The article argues that M. Night Shyamalan's "The Village" (2004) is his only true horror movie, distinguishing it from his other thriller films due to its unique blend of horror elements and a lack of a traditional happy ending.

Abstract

"The Village" (2004) stands out among M. Night Shyamalan's filmography as a genuine horror film, contrary to his other works which are classified as thrillers. The article emphasizes that the film's conclusion, despite appearing hopeful, is actually steeped in tragedy and deception, as the characters are trapped in a cycle of lies perpetuated by their parents. This is in stark contrast to the typical thriller where the protagonists emerge victorious. The film's horror is rooted in the realization that the characters are living a lie, with the children of the village inheriting the trauma and mental illness of their elders.

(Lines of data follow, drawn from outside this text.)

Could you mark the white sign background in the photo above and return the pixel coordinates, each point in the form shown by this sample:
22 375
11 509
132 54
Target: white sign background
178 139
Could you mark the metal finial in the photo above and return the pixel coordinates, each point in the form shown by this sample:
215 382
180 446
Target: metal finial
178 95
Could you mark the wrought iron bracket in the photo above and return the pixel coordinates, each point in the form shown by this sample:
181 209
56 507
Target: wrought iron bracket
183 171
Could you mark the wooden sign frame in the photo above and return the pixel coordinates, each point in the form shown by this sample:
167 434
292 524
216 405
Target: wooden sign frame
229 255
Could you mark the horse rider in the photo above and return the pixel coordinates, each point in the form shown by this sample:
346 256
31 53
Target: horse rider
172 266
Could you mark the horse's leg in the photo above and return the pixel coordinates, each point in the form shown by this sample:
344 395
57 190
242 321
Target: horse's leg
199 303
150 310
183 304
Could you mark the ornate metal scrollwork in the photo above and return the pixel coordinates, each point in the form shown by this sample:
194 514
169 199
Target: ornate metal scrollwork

The article also suggests that the movie's twist ending, revealing the story's contemporary setting, serves as a metaphor for the Iraq War and the betrayal of trust by authorities. The author proposes that a sequel to "The Village" could further explore the themes of trauma and deception by focusing on the next generation's response to the revelations of their parents' lies.

Opinions

  • The author believes that "The Village" is Shyamalan's only film that fits the horror genre, as it subverts the expectation of a happy ending typical of thrillers.
  • The article posits that the film's twist ending, which reveals the village's true modern-day setting, is controversial but adds to the horror by mirroring real-world betrayals of trust, such as the justification for the Iraq War.
  • The author suggests that the characters in "The Village" are trapped in a cycle of lies and trauma, which is the true horror of the film.
  • It is implied that the film's ending, rather than providing closure, betrays a lack of resolution and underscores the ongoing impact of the characters' predicament.
  • The article expresses a desire for a sequel to "The Village" to delve into the consequences of the characters' actions and the continuation of the lie into the next generation.
  • The author sees potential in a sequel that confronts the original characters with the legacy of their deception as they face their final years.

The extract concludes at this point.